WJC President Ronald S. Lauder celebrates Passover with Auschwitz-Birkenau Survivors

26 Mar 2021

For the second consecutive year, President of the World Jewish Congress Ronald S. Lauder, who serves as Chairman of the Auschwitz-Birkenau Memorial Foundation (ABMF), convened Auschwitz-Birkenau Survivors, together with their families, to celebrate Passover in the midst of the COVID-19 pandemic. The Survivors were part of a January 2020 ABMF delegation to the site of the former extermination camps at Auschwitz-Birkenau on the occasion of the 75th anniversary of their liberation.

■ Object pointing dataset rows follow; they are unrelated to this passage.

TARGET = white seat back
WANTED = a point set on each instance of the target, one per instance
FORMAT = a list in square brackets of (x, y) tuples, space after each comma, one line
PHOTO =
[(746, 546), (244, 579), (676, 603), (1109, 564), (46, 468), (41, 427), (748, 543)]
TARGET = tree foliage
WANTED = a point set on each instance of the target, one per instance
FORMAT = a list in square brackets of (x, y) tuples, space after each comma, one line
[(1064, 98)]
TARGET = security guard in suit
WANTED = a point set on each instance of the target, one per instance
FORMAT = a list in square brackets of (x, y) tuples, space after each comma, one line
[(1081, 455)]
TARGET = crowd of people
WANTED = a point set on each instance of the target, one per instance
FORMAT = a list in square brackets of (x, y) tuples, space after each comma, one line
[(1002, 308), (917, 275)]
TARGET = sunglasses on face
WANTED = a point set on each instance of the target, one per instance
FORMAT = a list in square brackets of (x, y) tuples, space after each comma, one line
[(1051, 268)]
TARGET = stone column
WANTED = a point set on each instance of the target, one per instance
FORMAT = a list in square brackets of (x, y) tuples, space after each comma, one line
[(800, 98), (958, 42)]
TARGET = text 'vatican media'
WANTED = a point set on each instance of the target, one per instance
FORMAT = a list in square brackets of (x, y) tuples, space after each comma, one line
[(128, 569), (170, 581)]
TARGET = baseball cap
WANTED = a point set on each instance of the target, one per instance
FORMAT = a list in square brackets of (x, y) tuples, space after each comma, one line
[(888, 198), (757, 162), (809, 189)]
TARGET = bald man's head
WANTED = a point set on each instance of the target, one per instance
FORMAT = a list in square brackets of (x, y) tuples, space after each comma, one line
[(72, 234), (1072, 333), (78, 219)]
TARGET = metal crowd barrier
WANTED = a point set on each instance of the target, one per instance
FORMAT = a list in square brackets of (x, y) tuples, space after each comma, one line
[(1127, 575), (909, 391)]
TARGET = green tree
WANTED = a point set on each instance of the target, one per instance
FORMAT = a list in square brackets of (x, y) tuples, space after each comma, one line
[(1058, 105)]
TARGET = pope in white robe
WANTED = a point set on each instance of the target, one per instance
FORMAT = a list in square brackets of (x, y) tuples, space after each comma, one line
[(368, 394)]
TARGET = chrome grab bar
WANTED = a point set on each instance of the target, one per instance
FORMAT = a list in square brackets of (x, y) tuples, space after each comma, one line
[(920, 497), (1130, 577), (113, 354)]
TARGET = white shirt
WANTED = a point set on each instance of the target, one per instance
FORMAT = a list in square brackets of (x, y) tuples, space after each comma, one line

Lauder has brought these Survivors together online several times over the course of the past year, to connect to talk about the challenges of life amidst the global public health crisis and to celebrate Jewish holidays, as well as birthdays, engagements, and weddings. More than 40 Survivors in the United States, Canada, Germany, the United Kingdom, Austria, Sweden, and Israel came together alongside their children and grandchildren, strengthening a sense of community and the transmission of Holocaust memory across generations. They shared Passover traditions and gefilte fish recipes while also discussing their experiences surviving the Holocaust. 

Since the coronavirus pandemic began in March 2020, Lauder has hosted five online reunions organized by the Auschwitz-Birkenau Memorial Foundation: a Passover celebration, a July virtual meeting, which celebrated the engagement of survivor David Marks and his fiancée Kathy Peck, a High Holidays reunion, a Hanukkah candle lighting, and this week’s Passover gathering. 

Lauder acknowledged: 

“For all of you Survivors, Pesach is different than for everyone else because you know what it was to go from slavery to freedom.” 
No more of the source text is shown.